Sorry, kind of daydreaming and drifting here. Back to laws or the lack thereof. The government sometimes tells you when you can be out and about. I'm talking about curfews during wars and hurricanes. In World War II, the government told us how much food we could buy, how much gas we could get. Many cities also enacted curfews during the recent civil unrest stemming from the death of George Floyd. Curfews also were imposed in response to the coronavirus.
And yes, freedom of the press comes with limits, too. Sometimes the government tells the press what we can't write or do. Can't count how many times when I was an editor that I was concerned about being threatened with invasion of privacy, libel, copyright infringement or violating other laws on the books.
Made many calls to attorneys. But I managed to stay out of jail, and I never lost a suit over a story published on my watch. Lost sleep, though.
The government adopts many measures to keep us safe. The Occupational Safety and Health Act was adopted in 1970 to prevent workers from being killed or harmed at work. Seems it has stood up to constitutional challenges.
Somehow, with all the government regulations on the books, we've survived as the greatest nation in the world.

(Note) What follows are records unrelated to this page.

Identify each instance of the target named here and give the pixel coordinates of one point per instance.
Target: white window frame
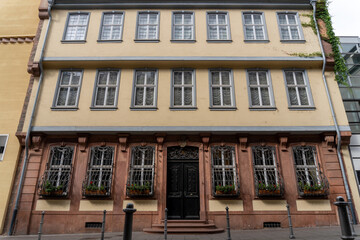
(183, 25)
(76, 25)
(193, 86)
(253, 25)
(259, 86)
(306, 85)
(121, 25)
(217, 25)
(107, 86)
(58, 86)
(298, 25)
(145, 86)
(157, 25)
(6, 136)
(232, 92)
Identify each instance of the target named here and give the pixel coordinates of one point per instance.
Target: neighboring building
(18, 24)
(191, 106)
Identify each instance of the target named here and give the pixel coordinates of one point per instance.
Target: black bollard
(346, 233)
(129, 211)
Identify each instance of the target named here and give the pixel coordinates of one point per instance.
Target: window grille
(142, 171)
(106, 88)
(268, 181)
(99, 174)
(310, 179)
(145, 88)
(289, 25)
(112, 26)
(183, 88)
(76, 27)
(218, 26)
(222, 94)
(254, 26)
(56, 178)
(148, 26)
(183, 26)
(223, 166)
(68, 90)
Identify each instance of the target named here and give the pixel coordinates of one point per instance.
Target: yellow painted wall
(18, 18)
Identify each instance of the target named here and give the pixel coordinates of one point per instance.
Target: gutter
(338, 150)
(27, 139)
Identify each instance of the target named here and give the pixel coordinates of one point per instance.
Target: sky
(345, 17)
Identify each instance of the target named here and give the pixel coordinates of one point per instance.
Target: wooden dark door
(183, 200)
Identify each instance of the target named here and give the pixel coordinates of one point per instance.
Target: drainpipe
(27, 139)
(347, 190)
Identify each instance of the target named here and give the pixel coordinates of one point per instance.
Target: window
(106, 88)
(68, 89)
(221, 89)
(76, 27)
(298, 89)
(145, 88)
(142, 167)
(148, 26)
(183, 88)
(183, 26)
(223, 167)
(56, 179)
(254, 26)
(260, 89)
(3, 142)
(289, 26)
(112, 25)
(218, 26)
(99, 174)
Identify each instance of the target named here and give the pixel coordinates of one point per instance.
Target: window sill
(73, 41)
(64, 108)
(292, 41)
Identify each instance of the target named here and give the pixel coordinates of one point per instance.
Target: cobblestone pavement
(318, 233)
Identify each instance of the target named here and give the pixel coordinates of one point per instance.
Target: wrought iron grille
(98, 179)
(142, 171)
(311, 181)
(223, 164)
(268, 181)
(56, 178)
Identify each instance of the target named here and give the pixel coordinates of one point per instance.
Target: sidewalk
(318, 233)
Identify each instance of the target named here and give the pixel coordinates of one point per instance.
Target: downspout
(27, 139)
(347, 190)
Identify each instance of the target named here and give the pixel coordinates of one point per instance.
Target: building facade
(190, 106)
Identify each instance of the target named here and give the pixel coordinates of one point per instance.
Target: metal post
(103, 226)
(228, 223)
(291, 236)
(41, 223)
(165, 224)
(129, 211)
(346, 233)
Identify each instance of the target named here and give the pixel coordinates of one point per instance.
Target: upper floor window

And for the life of me, I can't understand how mask requirements infringe on the greater good of our society, and, as the Constitutions says, on efforts to ensure domestic tranquility and promote the general welfare of all Americans.
If government can't take reasonable actions to protect the lives of its citizens during a pandemic, what good is it?
As long as the government doesn't discriminate in applying mask laws — whether you're a nudist, giraffe lover or whale hunter — the betting line here is that the higher courts will allow such laws to stand, at least while you're on this planet.
If not, I'll be tempted to go someplace safer than here, where I'll have hopes to be virus free, have room to breathe, maybe even as far away as Alaska.
Not to worry, Alaskans. I'll mind my p’s and q’s. It's been a long time since I've been drunk in a bar.
And it's too cold up there for me to run around naked.